One Case Each of Recurrent Meningitis and Hemoperitoneum Infection with Ralstonia mannitolilytica

Mario Vaneechoutte 1,*, Thierry De Baere 1, Georges Wauters 2, Sophia Steyaert 1, Geert Claeys 1, Dirk Vogelaers 3, Gerda Verschraegen 1
PMCID: PMC88597  PMID: 11724893

Abstract

Two clinical cases of infection with Ralstonia mannitolilytica are described: a recurrent meningitis on an implanted intraventricular catheter and an infected hemoperitoneum as a complication of a cholangiocarcinoma. The strains were first misidentified as Pseudomonas fluorescens and Burkholderia cepacia. Further testing lead to the identification as Ralstonia pickettii biovar 3/“thomasii,” which was recently shown to represent a separate species, R. mannitolilytica (List editor N. Weiss, Int. J. Syst. Evol. Microbiol. 51:795–796, 2001), originally described as R. mannitolytica (De Baere et al., Int. J. Syst. Evol. Microbiol. 51:547–558, 2001). R. mannitolilytica can be distinguished from all described Ralstonia species by its acidification of d-arabitol and mannitol and by its lack of nitrate reduction and of alkalinization of tartrate. In order to determine the true prevalence of infections with this species, colistin-resistant “P. fluorescens” strains and strains growing on B. cepacia selective medium deserve further attention.

CASE REPORTS

Case report 1. In 1997, a Caucasian woman, 38 years old, presented with fever of unknown origin. At the age of 17 she had received a ventriculoatrial draining for hydrocephalia after an intracerebral hematoma. Twenty years later, after a localized epileptic insult, further neurological testing and imaging pointed to a diagnosis of cavernous hemangiomas, for which she was treated surgically. The nonfunctional ventricular drain was partially removed, leaving the intrathoracic part in place. Postoperatively, the patient developed meningitis. Culture remained negative, and the patient was treated with 2 g of ceftriaxone intravenously (i.v.) twice daily during 2 weeks. Two days after antibiotic therapy was stopped, the meningitis recurred. Culture of the liquor yielded a gram-negative bacillus that could grow on Burkholderia cepacia selective medium (Mast Diagnostics, Merseyside, United Kingdom) and therefore was first identified as B. cepacia. The same organism was cultured from the removed intracerebral catheter segment. Ceftriaxone (2 g i.v. twice per day) was started, and ciprofloxacin (400 mg i.v. thrice per day) was added. Fever subsided and liquor cultures remained negative.

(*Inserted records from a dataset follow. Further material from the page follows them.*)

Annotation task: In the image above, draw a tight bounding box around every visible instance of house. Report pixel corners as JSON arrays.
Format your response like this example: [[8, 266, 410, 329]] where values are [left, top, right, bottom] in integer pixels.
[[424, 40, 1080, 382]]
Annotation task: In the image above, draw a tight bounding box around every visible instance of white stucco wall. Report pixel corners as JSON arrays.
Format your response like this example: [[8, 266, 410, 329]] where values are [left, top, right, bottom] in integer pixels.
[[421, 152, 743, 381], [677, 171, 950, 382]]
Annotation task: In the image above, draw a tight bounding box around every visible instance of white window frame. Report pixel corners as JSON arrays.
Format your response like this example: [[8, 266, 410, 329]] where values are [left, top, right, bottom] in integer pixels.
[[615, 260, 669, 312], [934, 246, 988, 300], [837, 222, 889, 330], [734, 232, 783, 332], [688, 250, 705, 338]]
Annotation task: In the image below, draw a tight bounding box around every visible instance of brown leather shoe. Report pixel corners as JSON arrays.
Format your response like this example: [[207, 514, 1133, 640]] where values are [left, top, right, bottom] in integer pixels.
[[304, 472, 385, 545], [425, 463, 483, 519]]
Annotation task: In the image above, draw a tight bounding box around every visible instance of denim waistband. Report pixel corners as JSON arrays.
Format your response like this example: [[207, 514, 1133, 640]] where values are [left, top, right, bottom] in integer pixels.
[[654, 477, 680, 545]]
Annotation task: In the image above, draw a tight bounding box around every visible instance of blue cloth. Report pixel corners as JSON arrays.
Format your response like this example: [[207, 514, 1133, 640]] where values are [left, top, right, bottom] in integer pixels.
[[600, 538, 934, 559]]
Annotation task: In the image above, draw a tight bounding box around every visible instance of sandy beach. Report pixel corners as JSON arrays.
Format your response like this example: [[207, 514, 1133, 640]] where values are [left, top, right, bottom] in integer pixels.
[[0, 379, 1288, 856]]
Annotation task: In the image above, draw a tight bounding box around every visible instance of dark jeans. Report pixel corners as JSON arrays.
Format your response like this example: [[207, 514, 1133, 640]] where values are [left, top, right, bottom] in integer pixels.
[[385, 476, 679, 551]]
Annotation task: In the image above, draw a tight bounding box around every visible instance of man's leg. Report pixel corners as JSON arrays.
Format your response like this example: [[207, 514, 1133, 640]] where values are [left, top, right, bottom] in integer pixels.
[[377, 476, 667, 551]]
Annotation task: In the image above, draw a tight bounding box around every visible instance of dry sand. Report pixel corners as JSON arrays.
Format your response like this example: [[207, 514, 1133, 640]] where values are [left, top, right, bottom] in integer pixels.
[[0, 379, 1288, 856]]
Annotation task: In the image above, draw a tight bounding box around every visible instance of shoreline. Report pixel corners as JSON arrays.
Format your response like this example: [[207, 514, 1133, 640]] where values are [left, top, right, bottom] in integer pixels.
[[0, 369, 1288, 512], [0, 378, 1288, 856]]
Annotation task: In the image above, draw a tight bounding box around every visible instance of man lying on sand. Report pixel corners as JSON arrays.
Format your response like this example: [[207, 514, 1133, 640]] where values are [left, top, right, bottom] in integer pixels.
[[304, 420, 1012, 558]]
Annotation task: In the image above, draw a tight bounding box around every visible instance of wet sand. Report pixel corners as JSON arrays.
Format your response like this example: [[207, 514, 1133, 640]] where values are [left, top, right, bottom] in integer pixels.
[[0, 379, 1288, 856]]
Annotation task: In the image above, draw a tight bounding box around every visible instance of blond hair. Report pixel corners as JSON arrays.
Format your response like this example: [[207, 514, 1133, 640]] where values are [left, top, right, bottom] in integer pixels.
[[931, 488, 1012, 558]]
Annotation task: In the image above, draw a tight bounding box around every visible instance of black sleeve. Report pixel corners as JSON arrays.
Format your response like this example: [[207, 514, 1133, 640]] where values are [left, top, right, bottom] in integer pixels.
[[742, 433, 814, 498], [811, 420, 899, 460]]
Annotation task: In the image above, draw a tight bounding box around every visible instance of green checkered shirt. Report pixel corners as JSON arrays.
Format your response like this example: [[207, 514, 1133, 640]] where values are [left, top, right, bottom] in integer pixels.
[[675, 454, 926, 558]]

In February 1998, the patient presented in a private hospital with a generalized epileptic insult and high fever (39.5°C) and was treated with amoxicillin and clavulanic acid. The fever subsided, and the single blood culture, positive for “Pseudomonas fluorescens,” was considered contaminated. From March 1998 onwards, the patient had repeatedly febrile episodes and lost 10 kg of weight. Blood cultures were not performed. In November 1998, the patient was admitted in the same private hospital for high fever and tonic-clonic insults. Seven blood cultures were found positive for “P. fluorescens,” and the patient was referred to the Ghent University Hospital for removal of the endovascular catheter segment. Cultures of the removed catheter were positive and were identified as Ralstonia pickettii biovar 3/“thomasii.” Retrospectively, it was shown that this was also the correct identification for the “P. fluorescens” isolates that had been obtained from the private hospital. The strain was resistant to ampicillin, gentamicin, temocillin, and aztreonam but was susceptible to cotrimoxazole, piperacilin, cefuroxime, cefotaxime, ceftazidime, imipenem, and quinolones. The patient was treated, according to the susceptibility testing results, with cotrimoxazole and doxycycline. Since then, the patient has been doing well.

Case report 2.

In December 1997, primary cholangiocarcinoma with extensive hepatic involvement was diagnosed in a 32-year-old woman. Chemotherapy with cis-platinum and 5-fluoroacil was started with good clinical response and improvement of the hepatic lesions. Six months later, the patient was seen in the surgery department for partial resection of the liver in order to reduce the tumor mass and to improve the effect of chemotherapy. One week after the resection, computerized axial tomography (CAT) scanning revealed that the Kehr drain was leaking into the abdomen. A hemoperitoneum was diagnosed, and a review of the abdomen revealed bleeding of the right vena subhepatica. Intraoperatively, a specimen was taken from the hematoma for culture. After enrichment in thioglycolate broth, Enterococcus sp. and a gram-negative nonfermenting bacillus were isolated. Three days after review, the patient developed fever with peaks up to 39°C and antibiotherapy with cefuroxime was started. Abdominal drainage fluid culture yielded the same gram-negative nonfermenter. This strain was resistant to ampicillin, gentamicin, colimycin, and temocillin but susceptible to cotrimoxazole, cefuroxime, and quinolones. Despite cefuroxime treatment, fever persisted and metronidazole was added. A CAT scan of the abdomen showed an excessive amount of free abdominal fluid. One week later, small numbers of the nonfermenter and of Enterococcus sp. could still be isolated from the abdominal drainage fluid. Antibiotherapy was switched to piperacillin and tazobactam, and a new abdominal drain was placed. As the patient remained febrile, drug fever was suspected and antibiotics were stopped. A subsequent fluid specimen again grew Enterococcus sp. and a gram-negative, nonfermenting bacillus, later identified as R. mannitolilytica. The patient's condition improved very slowly, and finally the patient was discharged from the hospital knowing that new intrahepatic lesions were detected on CAT scan.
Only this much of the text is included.